Many Germans - whether or majority is up for debate - supported the Holocaust as they understood and/or admitted it to themselves at the time.

As an aside, your grammar is incorrect in your comment. I mean absolutely no offense by this and I'm hesitant to point it out, but if it were me I would want to be corrected. "had took" should be "had taken".

2 comments

You must be a Grammar Nazi because you're anti-semantic! :p
The irony of correcting someone's grammar in a discussion about Nazis was not lost on me :)
You forgot to mention the lack of a period at the end of the sentance
I don't doubt your intentions and it was nice of you to preface your correction with such reservation, but I gotta give a shout-out to descriptivism: if you can understand what's meant, maybe it's not incorrect!
That's a good point, and I don't disagree.

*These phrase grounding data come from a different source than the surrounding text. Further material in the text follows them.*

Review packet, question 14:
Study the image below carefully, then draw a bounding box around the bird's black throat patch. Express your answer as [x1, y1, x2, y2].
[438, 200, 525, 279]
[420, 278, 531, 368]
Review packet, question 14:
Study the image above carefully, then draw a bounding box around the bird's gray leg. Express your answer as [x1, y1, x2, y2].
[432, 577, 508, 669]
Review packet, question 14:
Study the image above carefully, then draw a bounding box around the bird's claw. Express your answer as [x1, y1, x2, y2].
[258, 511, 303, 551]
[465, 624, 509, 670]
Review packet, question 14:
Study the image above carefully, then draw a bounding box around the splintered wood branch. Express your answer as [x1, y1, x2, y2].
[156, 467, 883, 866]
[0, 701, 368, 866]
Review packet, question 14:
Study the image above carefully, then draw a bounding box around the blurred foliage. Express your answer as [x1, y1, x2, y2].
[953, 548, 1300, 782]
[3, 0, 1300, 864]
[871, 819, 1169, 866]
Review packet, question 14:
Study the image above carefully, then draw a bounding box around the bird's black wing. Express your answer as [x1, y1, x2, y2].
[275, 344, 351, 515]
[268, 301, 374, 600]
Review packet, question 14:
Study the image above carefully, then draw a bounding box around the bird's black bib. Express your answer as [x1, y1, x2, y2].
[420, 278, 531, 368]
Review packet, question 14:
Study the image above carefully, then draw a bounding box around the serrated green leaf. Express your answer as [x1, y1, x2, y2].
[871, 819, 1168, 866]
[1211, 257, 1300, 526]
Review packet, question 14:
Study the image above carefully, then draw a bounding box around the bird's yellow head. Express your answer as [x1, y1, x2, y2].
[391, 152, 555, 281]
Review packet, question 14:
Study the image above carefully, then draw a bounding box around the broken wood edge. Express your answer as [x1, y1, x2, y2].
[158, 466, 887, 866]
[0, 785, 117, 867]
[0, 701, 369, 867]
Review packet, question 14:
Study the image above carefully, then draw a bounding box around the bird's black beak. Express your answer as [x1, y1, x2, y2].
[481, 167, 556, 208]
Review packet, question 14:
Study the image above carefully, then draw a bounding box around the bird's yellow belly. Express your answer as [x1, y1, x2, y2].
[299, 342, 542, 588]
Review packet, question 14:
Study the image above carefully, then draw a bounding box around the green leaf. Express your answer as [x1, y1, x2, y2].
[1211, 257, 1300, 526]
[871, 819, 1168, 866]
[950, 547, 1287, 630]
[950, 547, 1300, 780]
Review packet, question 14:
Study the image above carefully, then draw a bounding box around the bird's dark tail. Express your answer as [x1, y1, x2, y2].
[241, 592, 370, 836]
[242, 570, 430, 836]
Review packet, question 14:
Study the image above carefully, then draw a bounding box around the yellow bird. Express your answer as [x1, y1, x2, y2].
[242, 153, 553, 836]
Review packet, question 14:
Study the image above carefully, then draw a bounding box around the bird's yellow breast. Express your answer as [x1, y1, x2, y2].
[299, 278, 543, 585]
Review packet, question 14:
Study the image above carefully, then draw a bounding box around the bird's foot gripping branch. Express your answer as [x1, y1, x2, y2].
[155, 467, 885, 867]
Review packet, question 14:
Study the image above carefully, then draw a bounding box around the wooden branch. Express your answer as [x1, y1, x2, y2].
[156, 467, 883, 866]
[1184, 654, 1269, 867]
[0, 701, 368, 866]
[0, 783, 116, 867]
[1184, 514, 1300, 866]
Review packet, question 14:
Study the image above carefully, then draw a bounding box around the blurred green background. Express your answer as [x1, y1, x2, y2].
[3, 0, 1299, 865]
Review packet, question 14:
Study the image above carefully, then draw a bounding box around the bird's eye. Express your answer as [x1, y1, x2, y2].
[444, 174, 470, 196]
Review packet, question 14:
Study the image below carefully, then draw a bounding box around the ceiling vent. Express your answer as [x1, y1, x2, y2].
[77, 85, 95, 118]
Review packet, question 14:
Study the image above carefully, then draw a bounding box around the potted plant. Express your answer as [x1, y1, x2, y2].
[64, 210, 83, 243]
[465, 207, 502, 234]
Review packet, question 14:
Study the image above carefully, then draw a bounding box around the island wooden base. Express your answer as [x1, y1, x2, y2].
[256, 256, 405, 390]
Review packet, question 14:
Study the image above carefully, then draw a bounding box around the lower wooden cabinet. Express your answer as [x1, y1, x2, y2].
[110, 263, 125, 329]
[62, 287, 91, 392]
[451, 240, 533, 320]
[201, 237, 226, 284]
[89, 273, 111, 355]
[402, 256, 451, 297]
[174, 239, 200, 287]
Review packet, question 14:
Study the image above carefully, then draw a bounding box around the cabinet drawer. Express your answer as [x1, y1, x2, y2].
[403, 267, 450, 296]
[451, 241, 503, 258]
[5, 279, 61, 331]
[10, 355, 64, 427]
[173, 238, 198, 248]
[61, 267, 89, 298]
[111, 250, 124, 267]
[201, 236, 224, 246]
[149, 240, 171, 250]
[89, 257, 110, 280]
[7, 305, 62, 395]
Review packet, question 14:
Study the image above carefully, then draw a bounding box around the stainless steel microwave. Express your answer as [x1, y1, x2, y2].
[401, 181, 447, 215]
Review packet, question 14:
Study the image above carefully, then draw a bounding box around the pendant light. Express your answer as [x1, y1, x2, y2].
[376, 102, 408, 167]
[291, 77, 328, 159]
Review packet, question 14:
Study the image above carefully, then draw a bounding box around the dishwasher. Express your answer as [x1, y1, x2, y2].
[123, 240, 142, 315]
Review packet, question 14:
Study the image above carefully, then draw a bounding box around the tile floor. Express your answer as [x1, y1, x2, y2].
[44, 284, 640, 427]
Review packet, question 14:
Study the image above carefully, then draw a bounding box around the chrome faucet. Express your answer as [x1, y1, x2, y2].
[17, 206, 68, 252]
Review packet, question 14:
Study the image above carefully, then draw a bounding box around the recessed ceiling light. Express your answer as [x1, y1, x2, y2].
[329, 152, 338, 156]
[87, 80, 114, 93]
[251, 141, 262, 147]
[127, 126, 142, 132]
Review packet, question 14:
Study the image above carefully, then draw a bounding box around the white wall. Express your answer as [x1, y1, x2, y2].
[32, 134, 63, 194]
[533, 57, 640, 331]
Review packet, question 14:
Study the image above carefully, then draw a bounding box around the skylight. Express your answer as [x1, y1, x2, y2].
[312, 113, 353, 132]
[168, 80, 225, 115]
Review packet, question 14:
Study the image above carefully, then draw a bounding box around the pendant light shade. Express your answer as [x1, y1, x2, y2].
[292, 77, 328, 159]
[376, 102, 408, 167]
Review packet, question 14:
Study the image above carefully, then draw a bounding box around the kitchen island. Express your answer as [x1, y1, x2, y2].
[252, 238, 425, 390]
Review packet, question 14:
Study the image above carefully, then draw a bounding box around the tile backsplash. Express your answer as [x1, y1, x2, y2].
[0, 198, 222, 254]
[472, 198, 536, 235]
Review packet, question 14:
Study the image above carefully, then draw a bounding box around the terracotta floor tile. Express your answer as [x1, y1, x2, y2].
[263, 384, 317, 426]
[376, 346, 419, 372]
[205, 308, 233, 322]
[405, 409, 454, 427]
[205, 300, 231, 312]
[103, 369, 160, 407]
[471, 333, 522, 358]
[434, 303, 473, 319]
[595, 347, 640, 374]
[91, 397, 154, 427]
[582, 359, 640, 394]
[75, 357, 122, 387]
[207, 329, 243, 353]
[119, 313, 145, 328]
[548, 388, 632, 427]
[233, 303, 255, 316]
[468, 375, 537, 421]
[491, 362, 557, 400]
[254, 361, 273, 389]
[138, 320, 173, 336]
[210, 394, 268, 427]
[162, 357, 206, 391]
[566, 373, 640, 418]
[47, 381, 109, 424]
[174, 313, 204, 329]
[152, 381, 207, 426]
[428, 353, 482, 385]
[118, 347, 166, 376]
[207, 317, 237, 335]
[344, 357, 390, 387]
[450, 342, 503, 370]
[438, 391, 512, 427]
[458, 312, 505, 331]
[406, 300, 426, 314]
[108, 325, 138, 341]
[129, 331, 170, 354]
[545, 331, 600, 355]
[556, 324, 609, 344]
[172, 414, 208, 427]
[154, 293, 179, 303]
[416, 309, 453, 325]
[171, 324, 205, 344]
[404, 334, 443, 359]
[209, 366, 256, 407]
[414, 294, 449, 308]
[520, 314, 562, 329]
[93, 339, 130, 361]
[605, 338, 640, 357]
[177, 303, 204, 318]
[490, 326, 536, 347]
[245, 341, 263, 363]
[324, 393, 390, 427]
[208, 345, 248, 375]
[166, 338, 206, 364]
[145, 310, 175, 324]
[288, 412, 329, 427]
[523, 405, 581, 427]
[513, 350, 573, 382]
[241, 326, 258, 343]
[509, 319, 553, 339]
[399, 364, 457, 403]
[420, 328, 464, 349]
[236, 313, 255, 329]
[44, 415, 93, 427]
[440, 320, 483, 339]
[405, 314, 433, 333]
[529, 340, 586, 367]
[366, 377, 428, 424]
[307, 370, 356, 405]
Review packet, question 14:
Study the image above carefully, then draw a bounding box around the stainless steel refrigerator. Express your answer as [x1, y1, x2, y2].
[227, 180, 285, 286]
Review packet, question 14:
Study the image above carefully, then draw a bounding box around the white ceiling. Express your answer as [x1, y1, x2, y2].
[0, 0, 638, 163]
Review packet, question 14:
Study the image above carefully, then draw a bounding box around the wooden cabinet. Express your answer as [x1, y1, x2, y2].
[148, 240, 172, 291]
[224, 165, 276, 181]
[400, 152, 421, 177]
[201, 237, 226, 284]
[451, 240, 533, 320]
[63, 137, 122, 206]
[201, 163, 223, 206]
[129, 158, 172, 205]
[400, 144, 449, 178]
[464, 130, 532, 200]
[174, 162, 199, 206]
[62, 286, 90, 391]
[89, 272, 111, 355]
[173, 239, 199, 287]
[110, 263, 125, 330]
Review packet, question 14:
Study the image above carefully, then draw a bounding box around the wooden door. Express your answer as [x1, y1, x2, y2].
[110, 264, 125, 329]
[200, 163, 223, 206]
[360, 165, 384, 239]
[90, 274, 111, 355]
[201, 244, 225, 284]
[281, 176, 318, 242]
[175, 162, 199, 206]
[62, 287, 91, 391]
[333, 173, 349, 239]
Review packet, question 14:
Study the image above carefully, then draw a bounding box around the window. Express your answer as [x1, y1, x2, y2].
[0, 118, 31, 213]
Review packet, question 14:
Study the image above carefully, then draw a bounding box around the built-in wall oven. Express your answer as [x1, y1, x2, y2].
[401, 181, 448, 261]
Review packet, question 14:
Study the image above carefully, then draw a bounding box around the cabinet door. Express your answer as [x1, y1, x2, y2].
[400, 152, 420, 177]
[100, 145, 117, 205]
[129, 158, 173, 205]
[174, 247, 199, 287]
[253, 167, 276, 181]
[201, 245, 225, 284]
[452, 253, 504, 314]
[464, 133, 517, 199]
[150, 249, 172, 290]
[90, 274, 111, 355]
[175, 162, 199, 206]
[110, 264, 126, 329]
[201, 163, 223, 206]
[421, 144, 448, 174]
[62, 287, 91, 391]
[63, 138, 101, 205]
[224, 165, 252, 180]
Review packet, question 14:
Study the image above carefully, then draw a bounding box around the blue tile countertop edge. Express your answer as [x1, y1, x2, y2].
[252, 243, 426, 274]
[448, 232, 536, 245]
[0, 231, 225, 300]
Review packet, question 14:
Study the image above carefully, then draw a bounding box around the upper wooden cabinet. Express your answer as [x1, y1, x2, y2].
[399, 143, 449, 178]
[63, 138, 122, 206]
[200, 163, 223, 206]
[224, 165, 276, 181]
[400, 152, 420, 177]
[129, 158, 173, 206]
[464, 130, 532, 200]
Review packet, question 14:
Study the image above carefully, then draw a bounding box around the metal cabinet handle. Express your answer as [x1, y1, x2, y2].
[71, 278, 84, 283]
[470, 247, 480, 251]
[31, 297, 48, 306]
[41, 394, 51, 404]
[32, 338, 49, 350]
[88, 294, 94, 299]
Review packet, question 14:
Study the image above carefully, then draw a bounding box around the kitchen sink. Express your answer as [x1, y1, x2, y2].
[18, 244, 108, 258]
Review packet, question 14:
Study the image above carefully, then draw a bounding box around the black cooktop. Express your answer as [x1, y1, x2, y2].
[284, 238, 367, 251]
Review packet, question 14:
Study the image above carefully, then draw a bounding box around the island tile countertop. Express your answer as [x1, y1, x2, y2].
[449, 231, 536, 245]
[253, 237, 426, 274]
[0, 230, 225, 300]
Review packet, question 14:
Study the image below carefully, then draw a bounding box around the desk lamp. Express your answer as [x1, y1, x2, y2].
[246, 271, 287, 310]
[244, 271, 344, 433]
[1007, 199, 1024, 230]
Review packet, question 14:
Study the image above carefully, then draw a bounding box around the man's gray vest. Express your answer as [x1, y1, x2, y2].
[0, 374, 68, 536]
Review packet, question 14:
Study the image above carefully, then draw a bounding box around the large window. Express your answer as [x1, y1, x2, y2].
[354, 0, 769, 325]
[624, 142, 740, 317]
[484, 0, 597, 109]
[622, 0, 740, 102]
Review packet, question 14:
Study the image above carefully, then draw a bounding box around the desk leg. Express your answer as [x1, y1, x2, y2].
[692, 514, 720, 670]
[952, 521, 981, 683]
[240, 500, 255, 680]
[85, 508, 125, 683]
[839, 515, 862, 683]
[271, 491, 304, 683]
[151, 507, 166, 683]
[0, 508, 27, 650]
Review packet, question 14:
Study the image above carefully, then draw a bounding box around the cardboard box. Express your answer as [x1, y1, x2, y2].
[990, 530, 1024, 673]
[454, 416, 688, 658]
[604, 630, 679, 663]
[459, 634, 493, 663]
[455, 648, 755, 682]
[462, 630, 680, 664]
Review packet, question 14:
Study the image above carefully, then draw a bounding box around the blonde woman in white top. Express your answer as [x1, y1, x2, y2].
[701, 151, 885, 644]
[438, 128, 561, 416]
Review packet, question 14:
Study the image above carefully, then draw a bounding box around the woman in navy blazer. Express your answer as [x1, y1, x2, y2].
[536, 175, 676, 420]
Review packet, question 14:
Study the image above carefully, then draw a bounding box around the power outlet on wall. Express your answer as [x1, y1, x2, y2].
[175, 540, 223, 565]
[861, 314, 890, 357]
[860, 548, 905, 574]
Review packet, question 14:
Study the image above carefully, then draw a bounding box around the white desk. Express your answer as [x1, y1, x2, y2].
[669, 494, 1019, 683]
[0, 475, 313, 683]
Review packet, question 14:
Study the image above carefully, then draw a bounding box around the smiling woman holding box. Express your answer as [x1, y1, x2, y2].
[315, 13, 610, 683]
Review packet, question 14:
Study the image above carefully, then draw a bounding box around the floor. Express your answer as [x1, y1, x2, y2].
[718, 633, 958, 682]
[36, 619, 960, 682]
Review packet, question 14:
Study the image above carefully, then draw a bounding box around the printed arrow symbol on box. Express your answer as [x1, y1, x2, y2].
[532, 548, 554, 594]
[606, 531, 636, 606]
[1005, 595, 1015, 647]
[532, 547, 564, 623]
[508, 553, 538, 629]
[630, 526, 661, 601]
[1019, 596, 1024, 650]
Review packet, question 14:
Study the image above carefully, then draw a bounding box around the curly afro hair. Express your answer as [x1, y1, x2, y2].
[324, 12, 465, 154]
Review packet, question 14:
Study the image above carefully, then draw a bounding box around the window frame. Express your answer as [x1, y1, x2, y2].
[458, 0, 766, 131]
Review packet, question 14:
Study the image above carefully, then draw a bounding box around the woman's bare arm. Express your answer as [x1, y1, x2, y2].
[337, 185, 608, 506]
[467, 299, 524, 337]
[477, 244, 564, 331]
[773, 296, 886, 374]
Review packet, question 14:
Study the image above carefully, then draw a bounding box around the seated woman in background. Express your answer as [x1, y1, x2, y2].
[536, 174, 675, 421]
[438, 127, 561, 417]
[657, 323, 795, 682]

For some background, I grew up in northern Arkansas. I have a very pronounced Southern accent if I allow myself to, and I've always made it a point to carefully enunciate and use "correct" (read: "Standard American English") grammar because my native accent is one that's generally associated with lower education or even lower intelligence.

I credit my vocabulary with my reading everything I could early in life. I'm in my early thirties and there are still times when I have to ask others how to pronounce a word because I've never heard it spoken. I would much rather take the embarrassment of asking over the implicit judgement that people make if I badly mispronounce a word.

I find this site very helpful for many languages, including English:

https://forvo.com/languages/en/

>but I gotta give a shout-out to descriptivism: if you can understand what's meant, maybe it's not incorrect!

I can understand what is meant from 8-bit recordings of a voice. But I'd rather have 16 or 24-bit recordings and even more nuance and information.

...and that's not even what descriptivism means.